Motshekga mengatakan tujuan audit adalah untuk menetapkan titik lemah dan keamanan ganda di semua titik dalam sistem. Dia mengatakan departemen juga akan menunjuk penyelidik independen untuk melakukan audit komprehensif terhadap seluruh sistem pemeriksaan.

Dia mengatakan ini akan mencakup sistem Teknologi Informasi yang digunakan untuk mengevaluasi teknologi baru apa yang dapat digunakan di tahun-tahun mendatang untuk meningkatkan dan memodernisasi sistem pemeriksaan.

Sekretaris provinsi Sadtu Nomarashiya Caluza mengatakan Sadtu percaya bahwa semua itu dilakukan untuk memastikan bahwa ujian memiliki integritas yang layak mereka dapatkan.

“Proses pembuatan makalah di depan siswa merupakan proses yang kompleks dan sensitif, sehingga penting untuk mengaudit dan menyaring semua karyawan yang diundang. Jika dilakukan dengan baik, kebocoran di masa mendatang dapat dicegah,” kata Caluza.

Naptosa mengatakan itu mengecewakan bagi murid, orang tua dan guru ketika keputusan untuk menulis ulang dibuat, tetapi untungnya, melalui intervensi pengadilan, ini tidak terjadi.

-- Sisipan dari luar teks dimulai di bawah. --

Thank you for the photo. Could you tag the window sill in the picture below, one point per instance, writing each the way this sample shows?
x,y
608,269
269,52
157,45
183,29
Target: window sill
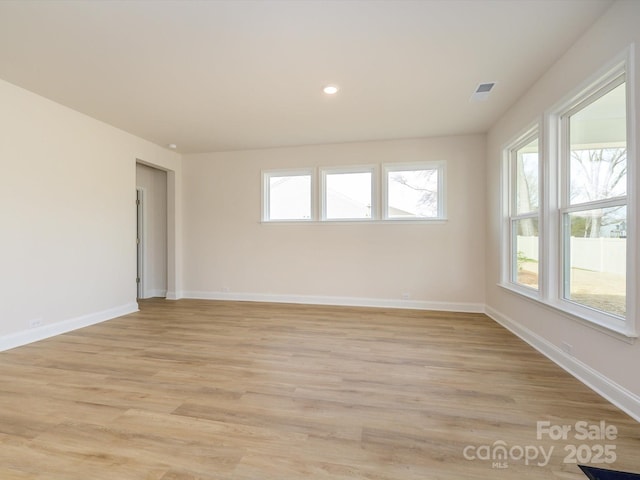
x,y
623,333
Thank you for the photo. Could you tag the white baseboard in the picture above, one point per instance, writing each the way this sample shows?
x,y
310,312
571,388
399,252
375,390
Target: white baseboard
x,y
338,301
24,337
621,397
173,295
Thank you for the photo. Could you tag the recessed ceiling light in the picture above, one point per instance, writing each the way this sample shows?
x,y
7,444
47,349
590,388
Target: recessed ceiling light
x,y
330,89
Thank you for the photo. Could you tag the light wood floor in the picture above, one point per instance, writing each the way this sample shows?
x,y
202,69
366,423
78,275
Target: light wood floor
x,y
247,391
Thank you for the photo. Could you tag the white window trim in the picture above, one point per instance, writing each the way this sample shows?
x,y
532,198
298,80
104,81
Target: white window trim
x,y
551,207
510,215
372,169
297,172
440,166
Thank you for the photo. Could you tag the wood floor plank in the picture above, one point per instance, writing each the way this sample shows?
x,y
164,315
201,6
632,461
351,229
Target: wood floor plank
x,y
203,390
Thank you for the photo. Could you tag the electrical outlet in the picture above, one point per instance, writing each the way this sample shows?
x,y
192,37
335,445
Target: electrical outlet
x,y
567,348
35,323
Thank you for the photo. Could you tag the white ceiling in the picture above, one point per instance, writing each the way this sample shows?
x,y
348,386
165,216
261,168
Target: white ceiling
x,y
228,75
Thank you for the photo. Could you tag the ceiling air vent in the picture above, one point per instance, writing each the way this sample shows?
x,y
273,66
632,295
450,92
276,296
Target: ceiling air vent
x,y
482,92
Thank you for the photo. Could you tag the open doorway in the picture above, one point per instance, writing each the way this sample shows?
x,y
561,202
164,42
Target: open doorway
x,y
151,220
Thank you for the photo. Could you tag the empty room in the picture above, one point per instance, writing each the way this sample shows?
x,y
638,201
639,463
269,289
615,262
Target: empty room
x,y
337,240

Juru bicara Naptosa Thirona Moodley mengatakan bagaimanapun sayangnya hal ini, akan sia-sia jika tidak ada pelajaran yang didapat dari situasi ini.

“Sangat penting bahwa departemen dan penegak hukum menyelidiki secara menyeluruh tidak hanya kelemahan dalam sistem yang menyebabkan kebocoran tahun ini, tetapi juga potensi ancaman lainnya dalam sistem,” kata Moodley.

Dia mengatakan ujian Sertifikat Senior Nasional tidak boleh ternoda dan integritas ujian harus dilindungi.

Departemen sebagai otoritas pemeriksaan harus bertanggung jawab dan memastikan bahwa peristiwa tahun ini tidak akan terulang kembali. Itu harus mengeksplorasi dan berinvestasi dalam teknologi yang membantu dalam hal ini, kata Moodley.

Investigasi oleh departemen dengan bantuan Hawks telah menetapkan bahwa kebocoran itu jauh lebih luas dan semua provinsi, kecuali Free State, telah melaporkan kebocoran kertas.

Departemen itu bisa mengakses sekitar 71 nomor ponsel yang digunakan dalam grup WhatsApp yang mengedarkan koran tersebut.